I do some part time catering...around half a dozen jobs a year. Im having trouble keeping mac and cheese loose and creamy. I have been boiling the mac, pouring a canned cheddar sauce over it and then holding in the Cambro until service. When uncovering for service, I notice it has kind of set up and isn't loose and creamy anymore. Any ideas?


----------



## Chef Brian Marqus (Nov 26, 2018)

sitting too much add some milk


----------



## dectra (Nov 2, 2016)

I've had good luck adding a bit of warm whole milk and folding that back in after holding it in a warmer. Of course, this depends on if you have a topping on your mac-n-cheese.


----------



## sgsvirgil (Mar 1, 2017)

The macaroni absorbs the moisture and what isn't absorbed evaporates. What's left behind is "set up" mac-n-cheese that's not creamy and fluid. 

To avoid this, don't add the cheese sauce or put it over heat until just prior to service. Add the cheese sauce hot. 

Don't use oil or salt when cooking the macaroni. The oil can prevent the cheese from sticking to the mac and the salt can cause the mac to absorb moisture and dry out the sauce. If you are using canned cheese sauce, there should be more than enough salt in it already. 

Keep some whole milk mixed with extra cheese sauce hot and add it to the macaroni as needed to keep it fresh and fluid. Eventually, the mac will no longer be able to absorb anymore liquid and will start to fall apart, especially if kept hot for lengthy periods of time. So, there's a window of viability with this option before your product literally turns to mush. 

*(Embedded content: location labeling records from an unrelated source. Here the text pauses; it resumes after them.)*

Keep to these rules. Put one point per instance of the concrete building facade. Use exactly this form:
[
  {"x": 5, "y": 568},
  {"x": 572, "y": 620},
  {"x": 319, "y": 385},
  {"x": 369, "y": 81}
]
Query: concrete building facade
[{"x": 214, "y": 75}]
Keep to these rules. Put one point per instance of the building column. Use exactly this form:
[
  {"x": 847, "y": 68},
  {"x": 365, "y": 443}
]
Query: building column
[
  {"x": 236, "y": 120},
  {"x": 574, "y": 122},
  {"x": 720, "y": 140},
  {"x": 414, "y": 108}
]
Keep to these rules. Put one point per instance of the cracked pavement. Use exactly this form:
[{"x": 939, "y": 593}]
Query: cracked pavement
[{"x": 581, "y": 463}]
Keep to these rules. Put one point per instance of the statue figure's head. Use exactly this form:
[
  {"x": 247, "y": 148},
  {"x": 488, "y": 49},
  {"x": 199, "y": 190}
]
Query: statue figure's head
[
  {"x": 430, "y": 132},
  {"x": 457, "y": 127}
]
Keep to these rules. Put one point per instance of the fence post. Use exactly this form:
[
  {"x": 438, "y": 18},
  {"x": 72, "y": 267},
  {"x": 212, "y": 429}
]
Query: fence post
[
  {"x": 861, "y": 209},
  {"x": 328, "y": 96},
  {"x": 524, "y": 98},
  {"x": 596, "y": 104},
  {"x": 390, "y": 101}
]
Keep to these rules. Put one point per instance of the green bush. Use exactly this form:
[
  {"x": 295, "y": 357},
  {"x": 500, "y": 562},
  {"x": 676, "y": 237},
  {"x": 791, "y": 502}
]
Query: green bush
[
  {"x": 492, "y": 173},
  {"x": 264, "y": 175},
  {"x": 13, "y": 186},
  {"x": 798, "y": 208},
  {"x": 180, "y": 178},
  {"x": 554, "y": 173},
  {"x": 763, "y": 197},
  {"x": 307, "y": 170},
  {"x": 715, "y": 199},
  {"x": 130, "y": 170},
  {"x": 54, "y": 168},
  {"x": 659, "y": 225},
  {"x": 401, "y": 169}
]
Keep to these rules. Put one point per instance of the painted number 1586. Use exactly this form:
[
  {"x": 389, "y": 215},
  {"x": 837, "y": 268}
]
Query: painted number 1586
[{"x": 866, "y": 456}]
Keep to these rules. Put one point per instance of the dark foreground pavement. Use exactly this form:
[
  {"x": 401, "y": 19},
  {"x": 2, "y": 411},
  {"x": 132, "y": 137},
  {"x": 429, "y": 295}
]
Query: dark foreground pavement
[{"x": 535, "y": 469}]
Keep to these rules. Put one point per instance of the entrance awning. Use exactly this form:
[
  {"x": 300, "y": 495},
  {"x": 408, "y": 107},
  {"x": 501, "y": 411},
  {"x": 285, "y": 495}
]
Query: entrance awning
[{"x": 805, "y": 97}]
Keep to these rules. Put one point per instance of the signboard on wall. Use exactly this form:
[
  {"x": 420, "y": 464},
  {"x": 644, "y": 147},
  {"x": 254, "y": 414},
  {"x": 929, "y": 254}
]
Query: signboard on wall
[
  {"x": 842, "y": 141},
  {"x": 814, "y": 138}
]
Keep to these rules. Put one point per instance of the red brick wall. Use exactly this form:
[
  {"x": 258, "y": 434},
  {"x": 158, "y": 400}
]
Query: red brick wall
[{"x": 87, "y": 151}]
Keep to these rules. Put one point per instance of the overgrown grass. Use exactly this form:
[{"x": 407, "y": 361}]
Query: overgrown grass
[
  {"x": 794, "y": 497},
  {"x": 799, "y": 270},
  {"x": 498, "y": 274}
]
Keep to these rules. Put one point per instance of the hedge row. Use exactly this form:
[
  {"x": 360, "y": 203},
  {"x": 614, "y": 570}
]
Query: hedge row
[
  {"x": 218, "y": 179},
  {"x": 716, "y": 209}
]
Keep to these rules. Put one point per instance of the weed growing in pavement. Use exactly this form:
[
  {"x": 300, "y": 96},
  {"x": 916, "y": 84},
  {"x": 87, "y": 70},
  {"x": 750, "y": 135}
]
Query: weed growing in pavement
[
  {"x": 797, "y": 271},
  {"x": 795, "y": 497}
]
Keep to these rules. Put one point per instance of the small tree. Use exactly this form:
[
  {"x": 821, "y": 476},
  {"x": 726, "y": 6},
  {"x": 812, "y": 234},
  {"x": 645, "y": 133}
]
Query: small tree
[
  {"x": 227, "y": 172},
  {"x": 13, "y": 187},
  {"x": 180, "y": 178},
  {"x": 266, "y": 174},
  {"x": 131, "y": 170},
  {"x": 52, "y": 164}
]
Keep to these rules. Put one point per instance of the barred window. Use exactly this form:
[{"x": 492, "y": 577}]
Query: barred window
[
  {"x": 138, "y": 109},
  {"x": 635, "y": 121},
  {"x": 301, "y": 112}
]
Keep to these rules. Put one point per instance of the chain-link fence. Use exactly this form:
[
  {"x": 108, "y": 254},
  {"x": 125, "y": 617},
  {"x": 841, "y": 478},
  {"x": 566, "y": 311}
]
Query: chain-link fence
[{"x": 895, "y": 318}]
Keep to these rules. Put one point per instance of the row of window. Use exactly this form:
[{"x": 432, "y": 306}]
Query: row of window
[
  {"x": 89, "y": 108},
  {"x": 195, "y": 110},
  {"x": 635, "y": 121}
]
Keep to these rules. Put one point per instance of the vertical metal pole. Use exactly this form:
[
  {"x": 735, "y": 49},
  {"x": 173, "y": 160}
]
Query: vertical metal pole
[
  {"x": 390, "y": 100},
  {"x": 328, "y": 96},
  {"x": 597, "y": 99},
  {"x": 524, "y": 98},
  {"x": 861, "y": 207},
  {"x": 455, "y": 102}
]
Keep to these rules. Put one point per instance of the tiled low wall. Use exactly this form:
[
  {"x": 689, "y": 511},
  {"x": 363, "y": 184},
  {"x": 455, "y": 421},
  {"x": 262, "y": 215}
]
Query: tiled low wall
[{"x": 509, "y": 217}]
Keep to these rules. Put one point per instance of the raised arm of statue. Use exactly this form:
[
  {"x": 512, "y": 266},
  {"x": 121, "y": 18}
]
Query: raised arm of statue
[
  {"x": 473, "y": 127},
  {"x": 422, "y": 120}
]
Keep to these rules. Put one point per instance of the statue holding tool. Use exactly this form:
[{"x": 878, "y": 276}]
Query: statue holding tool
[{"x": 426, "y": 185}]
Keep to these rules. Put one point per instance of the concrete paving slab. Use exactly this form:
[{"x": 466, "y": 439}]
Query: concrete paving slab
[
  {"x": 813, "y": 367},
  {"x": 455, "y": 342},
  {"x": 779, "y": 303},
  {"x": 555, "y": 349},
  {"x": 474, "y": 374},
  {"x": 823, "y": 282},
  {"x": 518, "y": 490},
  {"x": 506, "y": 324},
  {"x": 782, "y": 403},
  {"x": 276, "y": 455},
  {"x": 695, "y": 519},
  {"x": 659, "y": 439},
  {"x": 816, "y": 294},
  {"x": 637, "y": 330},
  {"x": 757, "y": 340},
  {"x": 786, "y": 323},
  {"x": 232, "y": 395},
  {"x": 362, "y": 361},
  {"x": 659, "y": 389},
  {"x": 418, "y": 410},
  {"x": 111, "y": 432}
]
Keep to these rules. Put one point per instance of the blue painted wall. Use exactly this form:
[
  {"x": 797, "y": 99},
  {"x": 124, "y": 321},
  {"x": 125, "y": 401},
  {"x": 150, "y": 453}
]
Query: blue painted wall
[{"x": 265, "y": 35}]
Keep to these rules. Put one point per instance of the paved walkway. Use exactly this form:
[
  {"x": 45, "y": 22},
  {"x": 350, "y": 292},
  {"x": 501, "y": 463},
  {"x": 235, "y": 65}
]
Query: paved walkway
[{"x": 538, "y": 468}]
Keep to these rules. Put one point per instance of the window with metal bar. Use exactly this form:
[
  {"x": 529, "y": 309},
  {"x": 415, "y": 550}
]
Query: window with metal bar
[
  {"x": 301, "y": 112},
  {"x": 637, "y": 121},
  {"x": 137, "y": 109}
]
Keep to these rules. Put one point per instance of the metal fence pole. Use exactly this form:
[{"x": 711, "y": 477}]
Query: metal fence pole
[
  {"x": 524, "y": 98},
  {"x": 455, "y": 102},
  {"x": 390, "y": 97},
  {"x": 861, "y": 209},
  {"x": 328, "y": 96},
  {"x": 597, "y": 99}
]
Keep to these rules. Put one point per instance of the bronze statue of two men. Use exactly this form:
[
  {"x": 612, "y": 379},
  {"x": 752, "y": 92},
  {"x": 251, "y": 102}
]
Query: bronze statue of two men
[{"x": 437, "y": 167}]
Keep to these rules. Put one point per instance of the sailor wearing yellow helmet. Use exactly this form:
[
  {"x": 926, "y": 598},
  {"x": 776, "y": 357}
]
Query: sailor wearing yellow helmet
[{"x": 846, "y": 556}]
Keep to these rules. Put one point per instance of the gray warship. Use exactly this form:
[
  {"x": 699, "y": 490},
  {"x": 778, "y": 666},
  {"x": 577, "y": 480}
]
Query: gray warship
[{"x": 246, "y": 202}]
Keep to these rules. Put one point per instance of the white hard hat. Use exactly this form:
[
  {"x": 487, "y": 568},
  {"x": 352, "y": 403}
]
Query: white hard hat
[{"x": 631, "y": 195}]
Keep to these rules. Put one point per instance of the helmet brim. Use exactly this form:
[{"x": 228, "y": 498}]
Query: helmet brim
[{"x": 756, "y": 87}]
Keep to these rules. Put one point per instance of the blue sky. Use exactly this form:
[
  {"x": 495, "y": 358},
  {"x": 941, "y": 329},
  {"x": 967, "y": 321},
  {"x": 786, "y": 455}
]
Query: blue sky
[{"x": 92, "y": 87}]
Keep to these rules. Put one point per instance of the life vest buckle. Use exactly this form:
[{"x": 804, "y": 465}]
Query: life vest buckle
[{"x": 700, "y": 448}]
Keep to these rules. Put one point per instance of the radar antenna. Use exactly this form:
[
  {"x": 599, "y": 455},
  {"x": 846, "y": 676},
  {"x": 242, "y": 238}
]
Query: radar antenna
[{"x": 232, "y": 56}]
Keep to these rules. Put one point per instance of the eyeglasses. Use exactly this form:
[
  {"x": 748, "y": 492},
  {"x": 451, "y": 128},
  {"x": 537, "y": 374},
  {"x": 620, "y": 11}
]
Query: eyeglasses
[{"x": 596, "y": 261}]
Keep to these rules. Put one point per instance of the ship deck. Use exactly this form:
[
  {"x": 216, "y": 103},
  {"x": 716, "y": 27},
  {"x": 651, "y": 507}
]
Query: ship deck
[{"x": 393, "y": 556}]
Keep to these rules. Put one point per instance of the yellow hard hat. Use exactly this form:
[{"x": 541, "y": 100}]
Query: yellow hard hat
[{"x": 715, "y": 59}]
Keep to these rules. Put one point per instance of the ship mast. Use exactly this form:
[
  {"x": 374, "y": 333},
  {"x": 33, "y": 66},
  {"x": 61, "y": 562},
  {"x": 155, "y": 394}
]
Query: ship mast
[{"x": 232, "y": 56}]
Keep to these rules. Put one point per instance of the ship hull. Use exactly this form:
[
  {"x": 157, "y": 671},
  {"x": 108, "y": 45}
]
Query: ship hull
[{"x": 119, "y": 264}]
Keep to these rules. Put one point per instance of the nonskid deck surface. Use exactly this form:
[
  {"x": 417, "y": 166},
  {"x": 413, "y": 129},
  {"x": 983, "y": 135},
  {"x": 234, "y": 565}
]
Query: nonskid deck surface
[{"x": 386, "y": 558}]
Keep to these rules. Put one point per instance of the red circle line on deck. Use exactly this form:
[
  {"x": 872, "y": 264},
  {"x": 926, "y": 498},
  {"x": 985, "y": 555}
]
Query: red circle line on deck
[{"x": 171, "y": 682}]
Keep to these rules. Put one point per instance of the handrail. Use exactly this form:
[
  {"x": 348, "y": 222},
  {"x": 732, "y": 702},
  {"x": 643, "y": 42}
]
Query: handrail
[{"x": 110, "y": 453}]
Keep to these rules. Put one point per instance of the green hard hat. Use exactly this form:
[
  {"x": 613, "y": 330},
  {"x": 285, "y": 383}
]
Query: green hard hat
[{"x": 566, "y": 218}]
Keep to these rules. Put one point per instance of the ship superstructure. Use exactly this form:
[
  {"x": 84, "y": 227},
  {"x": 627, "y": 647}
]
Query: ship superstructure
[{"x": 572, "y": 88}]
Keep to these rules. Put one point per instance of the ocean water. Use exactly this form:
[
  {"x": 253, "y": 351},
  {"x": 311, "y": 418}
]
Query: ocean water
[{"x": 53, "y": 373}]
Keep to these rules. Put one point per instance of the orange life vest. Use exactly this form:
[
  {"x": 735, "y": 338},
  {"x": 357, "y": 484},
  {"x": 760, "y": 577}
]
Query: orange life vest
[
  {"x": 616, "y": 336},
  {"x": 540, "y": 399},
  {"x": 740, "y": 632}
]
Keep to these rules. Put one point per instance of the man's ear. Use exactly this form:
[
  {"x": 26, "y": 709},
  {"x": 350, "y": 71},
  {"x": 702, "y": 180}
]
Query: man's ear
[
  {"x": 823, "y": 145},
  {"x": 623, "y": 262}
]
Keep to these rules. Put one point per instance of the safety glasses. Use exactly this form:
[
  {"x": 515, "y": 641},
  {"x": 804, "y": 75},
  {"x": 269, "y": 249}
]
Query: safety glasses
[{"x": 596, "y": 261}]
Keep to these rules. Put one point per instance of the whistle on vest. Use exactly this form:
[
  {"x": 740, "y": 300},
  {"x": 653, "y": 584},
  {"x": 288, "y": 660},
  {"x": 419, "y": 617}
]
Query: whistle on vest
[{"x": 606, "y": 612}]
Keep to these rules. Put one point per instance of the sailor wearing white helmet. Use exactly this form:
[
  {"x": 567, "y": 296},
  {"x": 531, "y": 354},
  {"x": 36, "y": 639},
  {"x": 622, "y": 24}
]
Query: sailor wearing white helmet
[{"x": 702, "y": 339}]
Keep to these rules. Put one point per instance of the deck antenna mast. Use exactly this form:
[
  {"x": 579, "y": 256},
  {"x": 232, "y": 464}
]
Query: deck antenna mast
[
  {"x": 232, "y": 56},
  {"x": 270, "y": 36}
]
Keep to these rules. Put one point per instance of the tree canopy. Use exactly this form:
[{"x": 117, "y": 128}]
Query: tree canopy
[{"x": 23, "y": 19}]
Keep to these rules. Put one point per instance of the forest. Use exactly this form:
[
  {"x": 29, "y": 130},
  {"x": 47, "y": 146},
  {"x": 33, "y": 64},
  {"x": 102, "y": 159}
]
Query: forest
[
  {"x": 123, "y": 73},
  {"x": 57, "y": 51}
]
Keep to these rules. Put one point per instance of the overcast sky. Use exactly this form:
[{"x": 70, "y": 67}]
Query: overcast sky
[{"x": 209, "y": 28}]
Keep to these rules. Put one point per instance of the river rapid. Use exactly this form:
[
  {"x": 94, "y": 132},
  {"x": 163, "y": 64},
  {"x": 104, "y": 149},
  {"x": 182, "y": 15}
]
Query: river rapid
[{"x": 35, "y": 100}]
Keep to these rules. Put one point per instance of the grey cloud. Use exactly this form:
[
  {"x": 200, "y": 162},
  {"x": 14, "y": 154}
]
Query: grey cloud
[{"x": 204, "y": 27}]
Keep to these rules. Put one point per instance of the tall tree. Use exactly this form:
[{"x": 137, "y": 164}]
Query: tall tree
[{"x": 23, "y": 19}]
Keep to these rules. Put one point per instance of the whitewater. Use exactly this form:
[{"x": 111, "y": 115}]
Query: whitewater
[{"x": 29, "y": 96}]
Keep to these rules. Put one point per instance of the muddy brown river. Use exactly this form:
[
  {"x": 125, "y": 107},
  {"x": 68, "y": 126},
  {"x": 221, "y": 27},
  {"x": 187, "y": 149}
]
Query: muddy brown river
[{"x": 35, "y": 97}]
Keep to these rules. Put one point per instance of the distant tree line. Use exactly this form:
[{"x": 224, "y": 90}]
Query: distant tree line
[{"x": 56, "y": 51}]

There are other options but, those options would involve making the cheese sauce yourself, which may not be an option. 

If it is an option, use a full fat cheese and make the cheese sauce from a roux. A roux tends to hold its creaminess longer, but, it will dry out eventually like the others. But, a good thing about a roux is that it can be reconstituted rather quickly with some hot liquid. 

Good luck.


----------



## Pat Pat (Sep 26, 2017)

It could be that you cooked your mac too far. Undercooking the pasta helps I find.


----------



## meezenplaz (Jan 31, 2012)

Agreed, cook only to barely adente if gonna hold an hour or more.
Soft mac n cheese is nice....mushy not so much. 
Also, even in a hot box temp will gradually decrease, and sauce
thickens as it cools. This is even more pronounced with Alfredo
sauce. I always just add whole milk, warmed if possible, as noted 
above.


----------